When Major League Baseball, in conjunction with the MLB Players Union, first announced the idea of toughening sanctions to 100 games for a first offense and full season for the second, instead of the current 50 and 100 games, I was in semi-agreement; I liked that, but only without the loophole of just 25 games for an inadvertent test.

I worried about Barry Bonds, who alternated between saying he didn't know what was in the "clear" and the "cream" and that flaxseed oil did it? And Manny Ramirez claiming he had no idea how a woman's fertility drug got in his body? Or Ryan Braun and "chain-of-custody" claims on his first positive test. If a player sees a loophole, he's going to try to drive a Mack Truck through it.

The ESPN link provides two more such examples:
Philadelphia infielder Freddy Galvis was suspended for 50 games in June 2012 for a Clostebol Metabolite, which he later claimed was contained in a foot cream he used.

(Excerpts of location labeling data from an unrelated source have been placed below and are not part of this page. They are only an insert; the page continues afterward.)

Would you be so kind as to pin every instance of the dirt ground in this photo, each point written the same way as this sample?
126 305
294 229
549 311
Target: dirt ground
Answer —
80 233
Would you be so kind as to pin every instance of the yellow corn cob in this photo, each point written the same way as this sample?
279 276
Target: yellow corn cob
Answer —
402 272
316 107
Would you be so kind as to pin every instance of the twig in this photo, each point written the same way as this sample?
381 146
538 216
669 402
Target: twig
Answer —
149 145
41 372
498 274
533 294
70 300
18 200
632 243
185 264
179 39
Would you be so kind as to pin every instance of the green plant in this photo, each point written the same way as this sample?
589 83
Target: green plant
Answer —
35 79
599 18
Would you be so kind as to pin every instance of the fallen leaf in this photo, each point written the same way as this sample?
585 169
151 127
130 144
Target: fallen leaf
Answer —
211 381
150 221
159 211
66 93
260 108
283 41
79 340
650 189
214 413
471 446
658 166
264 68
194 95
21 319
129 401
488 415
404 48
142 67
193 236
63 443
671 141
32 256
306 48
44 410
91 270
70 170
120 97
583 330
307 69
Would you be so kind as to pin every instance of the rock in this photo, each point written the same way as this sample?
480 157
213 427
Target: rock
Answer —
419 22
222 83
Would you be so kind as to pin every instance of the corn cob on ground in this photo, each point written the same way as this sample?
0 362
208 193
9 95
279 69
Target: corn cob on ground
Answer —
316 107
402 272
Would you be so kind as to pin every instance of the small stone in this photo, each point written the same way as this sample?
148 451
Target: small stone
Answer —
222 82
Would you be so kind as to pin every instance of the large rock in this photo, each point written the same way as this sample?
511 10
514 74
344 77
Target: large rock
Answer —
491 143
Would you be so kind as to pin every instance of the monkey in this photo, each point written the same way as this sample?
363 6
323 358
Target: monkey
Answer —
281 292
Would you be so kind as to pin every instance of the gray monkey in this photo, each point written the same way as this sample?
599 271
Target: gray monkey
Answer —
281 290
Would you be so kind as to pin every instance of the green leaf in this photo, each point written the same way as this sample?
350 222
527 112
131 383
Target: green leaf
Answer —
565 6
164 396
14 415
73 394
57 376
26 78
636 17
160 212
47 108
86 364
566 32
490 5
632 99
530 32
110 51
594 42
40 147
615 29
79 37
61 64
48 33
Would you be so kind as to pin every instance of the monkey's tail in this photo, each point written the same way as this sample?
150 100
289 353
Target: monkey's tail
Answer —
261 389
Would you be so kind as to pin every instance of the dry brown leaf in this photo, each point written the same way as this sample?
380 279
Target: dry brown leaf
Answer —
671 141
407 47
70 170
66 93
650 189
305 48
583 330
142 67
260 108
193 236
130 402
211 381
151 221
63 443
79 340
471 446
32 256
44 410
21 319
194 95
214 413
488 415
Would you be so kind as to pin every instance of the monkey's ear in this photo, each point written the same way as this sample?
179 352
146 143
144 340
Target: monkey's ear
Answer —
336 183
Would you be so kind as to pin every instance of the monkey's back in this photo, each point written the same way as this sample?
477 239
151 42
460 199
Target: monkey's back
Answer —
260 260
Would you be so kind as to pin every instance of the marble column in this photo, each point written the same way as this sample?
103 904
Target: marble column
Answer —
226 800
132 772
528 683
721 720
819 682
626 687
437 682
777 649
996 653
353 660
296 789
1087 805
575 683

Reliever Guillermo Mota, then with San Francisco, was suspended for 100 games in May 2012 after taking a cough syrup with Clenbuterol.
And, I'm sure we could get more with easy digging.

But ...

The new agreement is in, and it looks like we won't have to worry about "inadvertent" testing.
  • Random urine samplings will more than double;
  • HGH testing will increase;
  • First suspension will be 80 games, second one a full year.
As for the "inadvertent"?

Players will get a chance to appeal on grounds that they weren't seeking a competitive edge. I guess this would be something like Andy Pettitte's use of HGH for healing? Because, with him, what he said rang at least halfway true. That said, per discussion at the NBC link, we don't know that HGH does that much for healing, anyway. And, it looks like, instead of a 25-game ban, it's half of the original.

And there's this:
Additionally, the league and the union are creating a safe harbor of sorts: they have established a program in which players will have year-round access to supplements that will not cause a positive test result. This should reduce confusion on banned over-the-counter substances and reduce the use of the “I got this from GNC and thought it was OK” defense many have raised in the past.
Agreed. Let's hope the commissioner's office pushes this hard, especially in Spanish and outside the US, for Caribbean players to be clean, and to not have excuses.

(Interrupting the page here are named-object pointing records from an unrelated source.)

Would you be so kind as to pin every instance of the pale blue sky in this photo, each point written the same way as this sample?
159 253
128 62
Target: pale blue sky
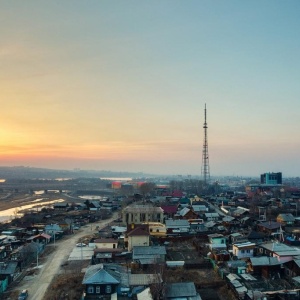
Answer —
121 85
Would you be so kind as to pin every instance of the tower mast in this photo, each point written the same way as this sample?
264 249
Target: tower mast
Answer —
205 160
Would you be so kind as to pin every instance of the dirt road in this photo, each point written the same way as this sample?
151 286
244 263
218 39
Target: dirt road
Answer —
38 285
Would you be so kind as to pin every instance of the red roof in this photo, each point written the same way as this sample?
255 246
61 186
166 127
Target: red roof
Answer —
169 209
138 231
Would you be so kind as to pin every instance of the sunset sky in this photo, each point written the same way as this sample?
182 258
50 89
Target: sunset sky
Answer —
122 85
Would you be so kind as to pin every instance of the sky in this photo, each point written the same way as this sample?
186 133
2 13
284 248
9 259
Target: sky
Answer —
122 85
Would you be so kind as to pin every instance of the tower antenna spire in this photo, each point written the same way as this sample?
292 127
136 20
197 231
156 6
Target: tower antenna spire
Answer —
205 159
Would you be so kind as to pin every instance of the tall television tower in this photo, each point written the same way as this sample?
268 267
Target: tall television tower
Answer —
205 160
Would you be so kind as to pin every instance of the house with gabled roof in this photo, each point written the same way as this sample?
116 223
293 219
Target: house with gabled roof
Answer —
211 216
138 236
286 219
169 210
186 213
266 266
9 270
182 225
149 255
181 290
103 280
217 241
109 243
243 250
279 250
268 227
292 267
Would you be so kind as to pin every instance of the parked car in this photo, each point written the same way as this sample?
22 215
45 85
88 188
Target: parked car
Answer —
23 295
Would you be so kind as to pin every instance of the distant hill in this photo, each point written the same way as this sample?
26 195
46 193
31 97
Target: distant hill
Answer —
34 173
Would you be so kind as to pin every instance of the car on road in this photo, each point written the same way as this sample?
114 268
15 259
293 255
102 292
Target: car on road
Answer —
23 295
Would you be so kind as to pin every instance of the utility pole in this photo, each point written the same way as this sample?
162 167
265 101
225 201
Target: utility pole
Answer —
205 159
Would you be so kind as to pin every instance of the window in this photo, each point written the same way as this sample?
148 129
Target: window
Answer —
108 289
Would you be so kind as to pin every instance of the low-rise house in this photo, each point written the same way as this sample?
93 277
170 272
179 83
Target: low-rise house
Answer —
243 250
149 255
217 241
211 216
181 290
9 270
101 281
237 237
292 268
268 227
286 219
229 221
138 214
157 229
106 243
63 206
177 225
169 211
3 286
278 250
186 213
266 266
256 237
107 255
42 238
94 205
54 230
200 208
211 225
138 236
240 211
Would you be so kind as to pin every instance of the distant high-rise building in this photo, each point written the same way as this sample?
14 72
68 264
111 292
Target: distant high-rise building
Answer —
271 178
205 172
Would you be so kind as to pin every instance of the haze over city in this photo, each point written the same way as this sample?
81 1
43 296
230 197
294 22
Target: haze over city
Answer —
122 85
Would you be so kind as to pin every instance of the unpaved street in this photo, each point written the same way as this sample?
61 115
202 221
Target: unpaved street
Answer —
38 285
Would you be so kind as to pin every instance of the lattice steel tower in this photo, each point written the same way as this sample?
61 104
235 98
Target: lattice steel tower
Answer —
205 159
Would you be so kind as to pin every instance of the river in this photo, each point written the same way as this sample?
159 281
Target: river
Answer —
8 214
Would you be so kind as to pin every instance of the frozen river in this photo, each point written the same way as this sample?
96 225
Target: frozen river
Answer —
9 214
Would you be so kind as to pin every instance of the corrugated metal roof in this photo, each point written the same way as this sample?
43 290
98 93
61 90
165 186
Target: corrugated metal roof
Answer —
180 289
144 279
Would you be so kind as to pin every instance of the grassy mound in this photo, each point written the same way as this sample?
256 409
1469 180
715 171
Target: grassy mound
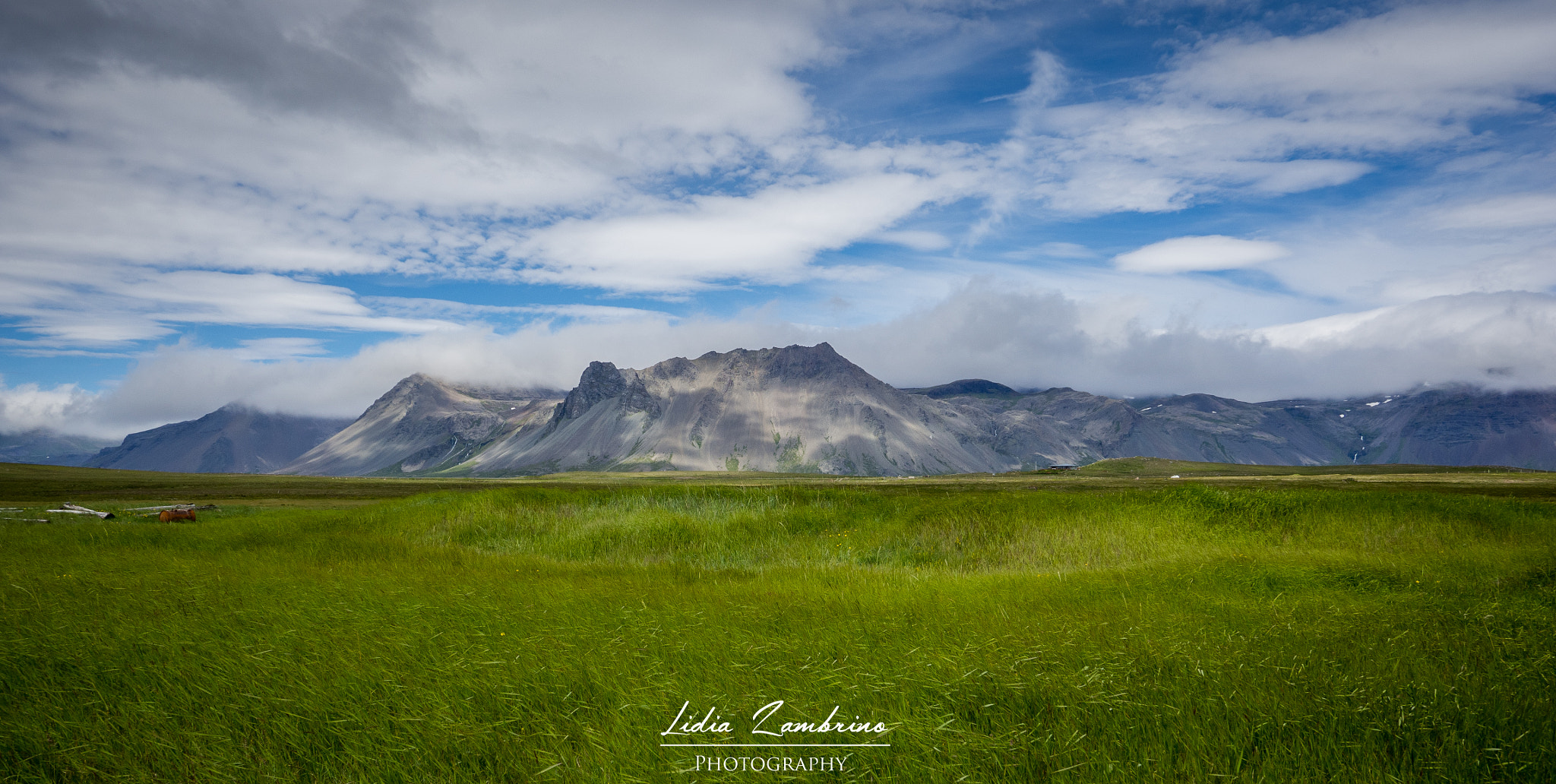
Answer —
552 632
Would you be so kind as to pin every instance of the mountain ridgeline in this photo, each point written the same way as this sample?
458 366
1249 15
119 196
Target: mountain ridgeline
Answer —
813 411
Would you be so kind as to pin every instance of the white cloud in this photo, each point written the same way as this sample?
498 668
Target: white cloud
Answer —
1198 254
103 304
767 237
30 406
990 329
1270 115
1520 210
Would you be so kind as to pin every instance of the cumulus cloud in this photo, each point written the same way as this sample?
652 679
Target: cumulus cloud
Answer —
1256 114
61 408
1198 254
97 304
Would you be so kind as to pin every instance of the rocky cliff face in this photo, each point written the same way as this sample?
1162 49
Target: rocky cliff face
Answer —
772 409
809 409
232 439
425 425
46 447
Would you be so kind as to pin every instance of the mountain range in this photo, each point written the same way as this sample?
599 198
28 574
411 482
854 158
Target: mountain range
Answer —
813 411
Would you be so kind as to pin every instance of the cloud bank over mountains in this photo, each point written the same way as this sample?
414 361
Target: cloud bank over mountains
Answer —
296 204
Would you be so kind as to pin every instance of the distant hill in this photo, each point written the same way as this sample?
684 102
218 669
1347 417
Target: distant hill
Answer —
813 411
232 439
966 386
46 447
425 425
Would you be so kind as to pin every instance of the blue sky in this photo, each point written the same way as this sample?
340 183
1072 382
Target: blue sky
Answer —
296 204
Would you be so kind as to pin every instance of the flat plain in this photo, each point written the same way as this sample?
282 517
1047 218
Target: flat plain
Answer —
1110 624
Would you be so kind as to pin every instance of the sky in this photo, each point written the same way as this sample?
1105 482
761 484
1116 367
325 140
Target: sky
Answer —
295 204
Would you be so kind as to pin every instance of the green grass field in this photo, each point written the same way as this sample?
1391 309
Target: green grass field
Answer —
1107 624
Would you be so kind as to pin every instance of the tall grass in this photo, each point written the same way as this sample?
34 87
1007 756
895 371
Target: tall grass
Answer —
1191 634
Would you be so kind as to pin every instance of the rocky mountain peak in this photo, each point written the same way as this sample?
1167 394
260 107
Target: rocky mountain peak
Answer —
604 381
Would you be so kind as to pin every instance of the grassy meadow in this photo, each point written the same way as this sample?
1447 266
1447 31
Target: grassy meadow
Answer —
1107 624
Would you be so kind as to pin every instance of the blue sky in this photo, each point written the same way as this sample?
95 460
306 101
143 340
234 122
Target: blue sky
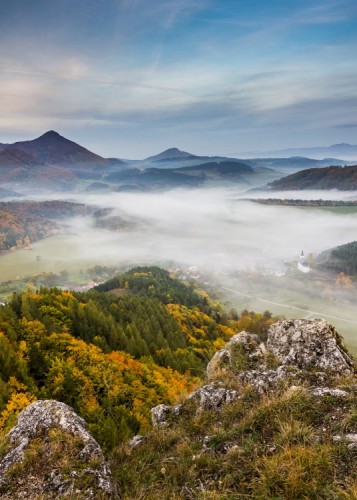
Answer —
130 78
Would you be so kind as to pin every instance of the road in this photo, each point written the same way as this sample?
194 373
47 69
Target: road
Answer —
308 311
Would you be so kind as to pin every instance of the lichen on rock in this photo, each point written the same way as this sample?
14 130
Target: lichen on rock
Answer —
297 352
51 453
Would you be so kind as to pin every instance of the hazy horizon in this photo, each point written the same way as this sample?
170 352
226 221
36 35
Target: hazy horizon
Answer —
130 79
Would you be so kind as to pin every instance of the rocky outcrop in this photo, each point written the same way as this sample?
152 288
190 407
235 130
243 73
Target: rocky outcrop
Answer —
309 344
296 350
298 354
51 453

At the same time, per the full agreement, there's this twist. Even if you don't have a full-year suspension, you're banned from the playoffs for that year. And, lose postseason money; you can get a partial share, but you can't get a full player's share of money. And, can't vote in distribution of postseason shares. (In other words, a suspended Roger Clemens couldn't vote Brian McNamee, or some late-year call-up player, etc., a full World Series share.)

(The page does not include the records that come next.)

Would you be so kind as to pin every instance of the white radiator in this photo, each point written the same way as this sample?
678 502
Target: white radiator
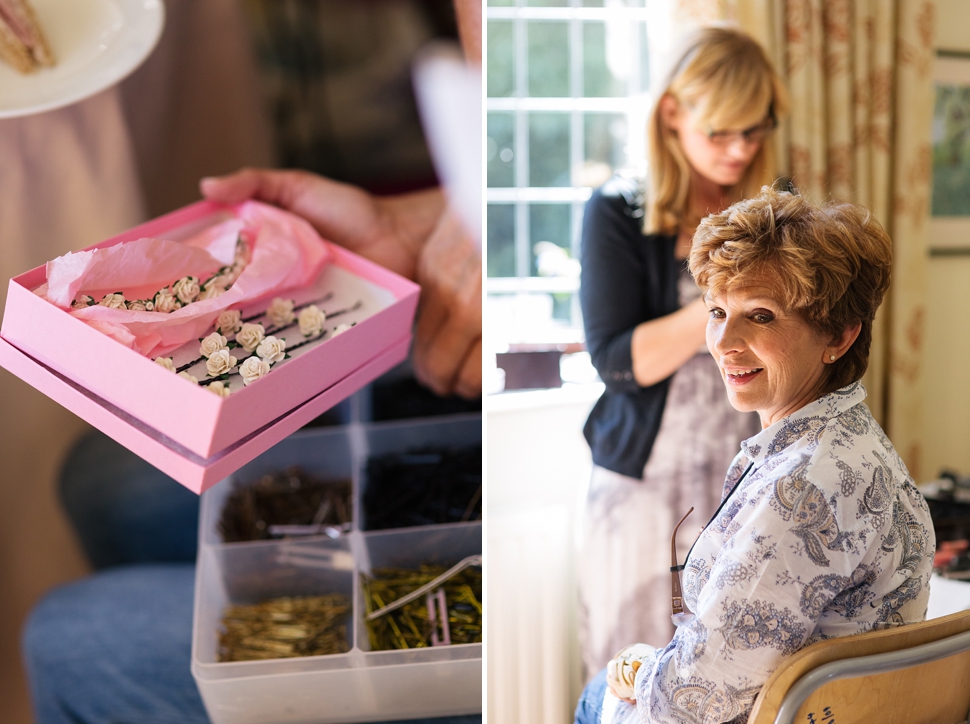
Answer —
533 658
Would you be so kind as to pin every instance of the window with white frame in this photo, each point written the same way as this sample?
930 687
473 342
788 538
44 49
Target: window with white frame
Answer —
566 107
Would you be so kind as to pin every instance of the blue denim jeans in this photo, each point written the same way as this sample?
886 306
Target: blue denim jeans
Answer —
589 710
115 648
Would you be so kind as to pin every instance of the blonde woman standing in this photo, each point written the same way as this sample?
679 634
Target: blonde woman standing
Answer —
663 432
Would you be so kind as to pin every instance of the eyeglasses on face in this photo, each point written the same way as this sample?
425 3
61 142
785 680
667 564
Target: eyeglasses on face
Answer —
755 134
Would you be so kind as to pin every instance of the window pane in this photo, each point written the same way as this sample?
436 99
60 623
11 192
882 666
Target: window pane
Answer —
499 149
607 52
551 240
644 60
605 141
549 149
501 59
500 232
548 59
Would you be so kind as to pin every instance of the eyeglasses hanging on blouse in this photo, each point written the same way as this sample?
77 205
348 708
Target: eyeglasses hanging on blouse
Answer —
678 612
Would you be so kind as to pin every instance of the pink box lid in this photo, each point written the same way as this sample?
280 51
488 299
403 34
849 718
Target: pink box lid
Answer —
132 388
194 472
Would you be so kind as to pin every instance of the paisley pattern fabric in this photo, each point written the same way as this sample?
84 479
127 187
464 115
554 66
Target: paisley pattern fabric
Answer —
825 536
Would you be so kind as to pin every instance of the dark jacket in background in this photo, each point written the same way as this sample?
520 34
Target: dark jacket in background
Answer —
627 278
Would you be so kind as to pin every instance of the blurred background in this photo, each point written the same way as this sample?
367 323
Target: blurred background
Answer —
323 85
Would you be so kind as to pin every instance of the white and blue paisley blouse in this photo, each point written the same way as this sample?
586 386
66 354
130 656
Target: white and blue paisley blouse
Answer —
826 535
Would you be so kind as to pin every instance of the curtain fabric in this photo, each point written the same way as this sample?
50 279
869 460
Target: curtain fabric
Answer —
859 73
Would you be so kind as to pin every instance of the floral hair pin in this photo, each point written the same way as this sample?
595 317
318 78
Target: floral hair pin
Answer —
264 350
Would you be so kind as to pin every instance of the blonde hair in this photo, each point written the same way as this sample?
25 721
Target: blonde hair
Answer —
725 76
829 262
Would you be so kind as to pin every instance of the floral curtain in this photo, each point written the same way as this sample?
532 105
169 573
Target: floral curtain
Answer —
860 77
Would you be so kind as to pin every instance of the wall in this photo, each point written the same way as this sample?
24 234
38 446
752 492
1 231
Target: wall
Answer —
538 465
947 334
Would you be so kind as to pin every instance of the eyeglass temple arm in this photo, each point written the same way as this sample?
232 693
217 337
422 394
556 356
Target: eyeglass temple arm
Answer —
676 598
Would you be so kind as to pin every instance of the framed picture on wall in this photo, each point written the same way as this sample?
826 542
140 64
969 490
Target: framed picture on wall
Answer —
950 209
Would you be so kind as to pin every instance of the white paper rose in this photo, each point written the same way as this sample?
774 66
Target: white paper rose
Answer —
217 279
242 255
210 293
213 343
229 321
166 302
280 312
141 305
114 301
218 388
311 320
272 349
186 289
220 363
250 335
252 369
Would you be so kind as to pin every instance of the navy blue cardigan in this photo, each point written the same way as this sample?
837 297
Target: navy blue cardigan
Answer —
627 278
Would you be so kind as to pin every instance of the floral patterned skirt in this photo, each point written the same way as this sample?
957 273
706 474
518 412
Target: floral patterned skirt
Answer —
624 562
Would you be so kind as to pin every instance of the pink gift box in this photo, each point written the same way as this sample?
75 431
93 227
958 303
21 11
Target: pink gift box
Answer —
187 432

Craig Calcaterra doesn't like it at all. I think it's great, and will make teams be more serious about what individual players are doing. In other words, managers and GMs ... that's you in the Oakland dugout, Tony LaRussa, and you in New York, Joe Torre, and you in Atlanta, Bobby Cox, have one less excuse now, too. Managers can't ignore Jose Canseco and the infamous Canseco milkshakes.

Maybe you can't patrol everywhere, but, if you think you need to tighten up dugout access, that's what you do.

David Schoenfield likes the idea, too.